Rethinking SD-Access Design with Cisco: Navigating the Internet Border Complex

We want to delve deeper into a recurring topic: the Internet connection, which is a critical aspect of network design but is often handled differently and sometimes poorly when it comes to High Availability (HA). I’ll be referring to this area as “The Kluge Zone” (cue eerie music).

The Internet connection becomes an especially intricate design topic when using SDA Transit.

The Single Exit Challenge:

A single exit is relatively straightforward. LISP provides a default route, directing traffic to a Border Node (or HA pair) to leave the SD-Access domain. This tunnel typically terminates in the data center, close to the Internet exit path. Additional considerations come into play if there’s a site or two between the data center and the Internet exit. Although rare, the subsequent discussion still applies. With SDA Transit, you can choose one or more default exits, such as your Internet blocks or data center blocks, but not both.

The Dual Exit Dilemma:

When two sites provide Internet exit, achieving failover becomes more challenging. However, there are simple, yet non-obvious, ways to build it.

Cisco’s “border prioritization” feature intended to specify a preferred border site for Internet egress with failover to another site. Consult Cisco SDA experts for more information.

Cisco has discussed a priority feature that establishes primary and fallback exits. Additionally, a new feature called “Affinity” was announced in October 2022 for SDA. A separate blog post will follow to discuss this feature.

Established and Trusted Solutions for Dual Exits:

Despite the challenges, you can achieve a high degree of multi-site high availability with some high-speed interconnection. One simple solution is running IP Transit or “VRF-Lite on all underlay links.” This approach becomes messy with more VNs/VRFs.

This method allows you to choose prefixes and metrics for traffic direction. BGP is a popular choice, while link state protocols like OSPF and IS-IS can make traffic engineering more difficult.

Dual Exit Diagram and Explanation:

You can visualize SDA Transit running into two pairs of “External Border Nodes” at the two data centers. VRF-Lite runs into the Fusion Firewalls (FFWs) and everything in the FFWs is global routing only.

This design decouples the SDA network from the firewalls and edge, simplifying traffic management in the event of a firewall problem. The challenge lies in maintaining firewall state for flows and return traffic, especially for long-lived flows.

Running BGP on the FFWs allows for stateful traffic shifting to another site during a problem. This enables the choice of running with a preferred site or not.

LISP Pub/Sub allows you to designate Internet exits and round-robin between multiple sites.

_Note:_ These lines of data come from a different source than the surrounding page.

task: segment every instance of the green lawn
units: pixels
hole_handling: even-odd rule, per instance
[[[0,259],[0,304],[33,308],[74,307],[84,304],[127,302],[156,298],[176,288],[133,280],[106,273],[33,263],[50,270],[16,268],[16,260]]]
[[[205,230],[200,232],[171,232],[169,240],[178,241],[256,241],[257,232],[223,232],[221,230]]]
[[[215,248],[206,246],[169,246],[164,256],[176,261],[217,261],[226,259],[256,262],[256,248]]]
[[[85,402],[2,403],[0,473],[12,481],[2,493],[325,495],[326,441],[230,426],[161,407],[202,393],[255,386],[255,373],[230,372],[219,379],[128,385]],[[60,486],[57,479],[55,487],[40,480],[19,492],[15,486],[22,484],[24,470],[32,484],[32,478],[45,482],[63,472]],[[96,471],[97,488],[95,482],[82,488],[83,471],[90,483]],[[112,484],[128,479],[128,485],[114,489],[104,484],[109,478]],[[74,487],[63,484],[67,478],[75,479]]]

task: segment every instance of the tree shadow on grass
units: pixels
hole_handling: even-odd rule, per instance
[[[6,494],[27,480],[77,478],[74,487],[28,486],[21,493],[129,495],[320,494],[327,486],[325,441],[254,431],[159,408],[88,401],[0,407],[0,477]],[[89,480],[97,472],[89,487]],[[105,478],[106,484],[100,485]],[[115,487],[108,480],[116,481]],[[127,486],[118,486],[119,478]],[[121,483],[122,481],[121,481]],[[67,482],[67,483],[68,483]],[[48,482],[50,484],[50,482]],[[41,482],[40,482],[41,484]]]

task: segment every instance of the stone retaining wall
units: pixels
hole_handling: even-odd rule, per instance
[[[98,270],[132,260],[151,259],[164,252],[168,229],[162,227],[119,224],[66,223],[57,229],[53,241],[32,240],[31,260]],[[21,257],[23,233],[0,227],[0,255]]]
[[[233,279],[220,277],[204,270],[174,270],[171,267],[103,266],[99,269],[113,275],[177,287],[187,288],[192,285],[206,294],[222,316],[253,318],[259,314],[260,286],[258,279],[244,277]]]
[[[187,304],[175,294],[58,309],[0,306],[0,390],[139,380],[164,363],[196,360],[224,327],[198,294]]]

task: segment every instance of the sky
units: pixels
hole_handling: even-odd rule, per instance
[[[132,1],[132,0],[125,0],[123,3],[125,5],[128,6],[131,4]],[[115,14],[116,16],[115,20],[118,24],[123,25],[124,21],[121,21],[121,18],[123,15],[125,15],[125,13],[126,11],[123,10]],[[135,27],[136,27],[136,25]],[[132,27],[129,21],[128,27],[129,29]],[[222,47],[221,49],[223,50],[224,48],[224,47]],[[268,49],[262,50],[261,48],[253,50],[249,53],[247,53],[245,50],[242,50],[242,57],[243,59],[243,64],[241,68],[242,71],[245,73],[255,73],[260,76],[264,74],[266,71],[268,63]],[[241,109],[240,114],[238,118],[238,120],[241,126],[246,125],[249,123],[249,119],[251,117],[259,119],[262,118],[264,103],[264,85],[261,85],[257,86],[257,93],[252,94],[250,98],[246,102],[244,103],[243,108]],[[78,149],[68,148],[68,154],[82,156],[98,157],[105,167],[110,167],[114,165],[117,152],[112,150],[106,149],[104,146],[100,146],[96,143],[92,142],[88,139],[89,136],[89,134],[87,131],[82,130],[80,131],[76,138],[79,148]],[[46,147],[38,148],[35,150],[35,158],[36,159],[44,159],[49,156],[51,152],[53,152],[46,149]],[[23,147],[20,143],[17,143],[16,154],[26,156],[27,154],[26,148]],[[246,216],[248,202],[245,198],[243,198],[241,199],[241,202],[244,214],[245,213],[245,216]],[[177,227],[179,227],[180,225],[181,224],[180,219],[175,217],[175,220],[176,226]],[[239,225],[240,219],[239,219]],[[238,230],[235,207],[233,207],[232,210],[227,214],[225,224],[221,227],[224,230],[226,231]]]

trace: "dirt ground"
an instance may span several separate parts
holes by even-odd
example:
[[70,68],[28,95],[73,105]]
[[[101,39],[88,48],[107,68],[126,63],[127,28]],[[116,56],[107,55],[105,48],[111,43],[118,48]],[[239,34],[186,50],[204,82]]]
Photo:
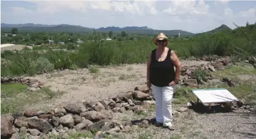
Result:
[[[183,66],[208,63],[182,61]],[[53,90],[66,92],[51,103],[44,104],[52,107],[67,102],[96,101],[133,90],[138,85],[145,84],[146,68],[146,64],[109,66],[99,68],[99,72],[96,73],[85,68],[56,71],[30,77],[43,82],[45,86],[51,86]],[[186,107],[186,104],[173,105],[173,110],[180,106]],[[142,115],[127,111],[115,114],[114,119],[139,120],[154,116],[154,111]],[[174,115],[174,125],[176,129],[173,132],[153,125],[145,129],[133,126],[131,132],[120,133],[117,138],[256,138],[256,115],[247,112],[202,114],[188,110]]]
[[[184,66],[206,64],[206,61],[183,60]],[[55,105],[81,101],[96,101],[116,94],[133,90],[138,85],[145,84],[146,80],[146,64],[129,64],[99,68],[96,73],[90,73],[87,68],[77,71],[66,70],[35,77],[45,86],[50,86],[54,91],[66,92],[56,99]]]

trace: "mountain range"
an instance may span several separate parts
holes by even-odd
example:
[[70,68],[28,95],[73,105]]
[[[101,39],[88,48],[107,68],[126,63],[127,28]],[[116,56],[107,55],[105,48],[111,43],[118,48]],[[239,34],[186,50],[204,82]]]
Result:
[[[221,26],[223,26],[221,25]],[[13,28],[17,28],[20,32],[67,32],[74,33],[92,32],[93,28],[84,27],[80,25],[73,25],[69,24],[58,24],[58,25],[45,25],[45,24],[35,24],[33,23],[19,24],[9,24],[1,23],[1,32],[10,32]],[[227,28],[226,25],[225,25]],[[221,30],[217,29],[218,31]],[[229,28],[230,29],[230,28]],[[213,29],[214,30],[214,29]],[[213,31],[212,30],[212,31]],[[181,36],[191,36],[195,35],[194,33],[186,32],[182,30],[156,30],[149,28],[148,27],[125,27],[119,28],[116,27],[108,27],[107,28],[99,28],[95,29],[95,31],[100,32],[108,32],[113,31],[114,33],[120,33],[121,31],[125,31],[128,34],[156,34],[159,32],[163,32],[166,35],[177,35],[181,33]],[[212,31],[209,31],[211,33]]]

The decoupling in the diagram enables dual site HA and flexible routing options, like single preferred exit or dual with more complexity.

Firewall Failures and Failover:

The primary purpose of FFWs is to control traffic between VNs/VRFs. The secondary purpose is controlling user-to-server access. Understanding failure modes is crucial to ensuring a resilient network.

Potential failures include External border pair failure, IP Transit or LISP Failover, LISP without Pub/Sub not failing over, Border pair to FFW or FFW to core switches failure. Employing dynamic routing (with the FFW participating) can help traffic shift to the other data center when there is a problem. If you have a preferred exit via the Internet at the data center with the failure(s), traffic should still be able to traverse the crosslink (albeit sub-optimally).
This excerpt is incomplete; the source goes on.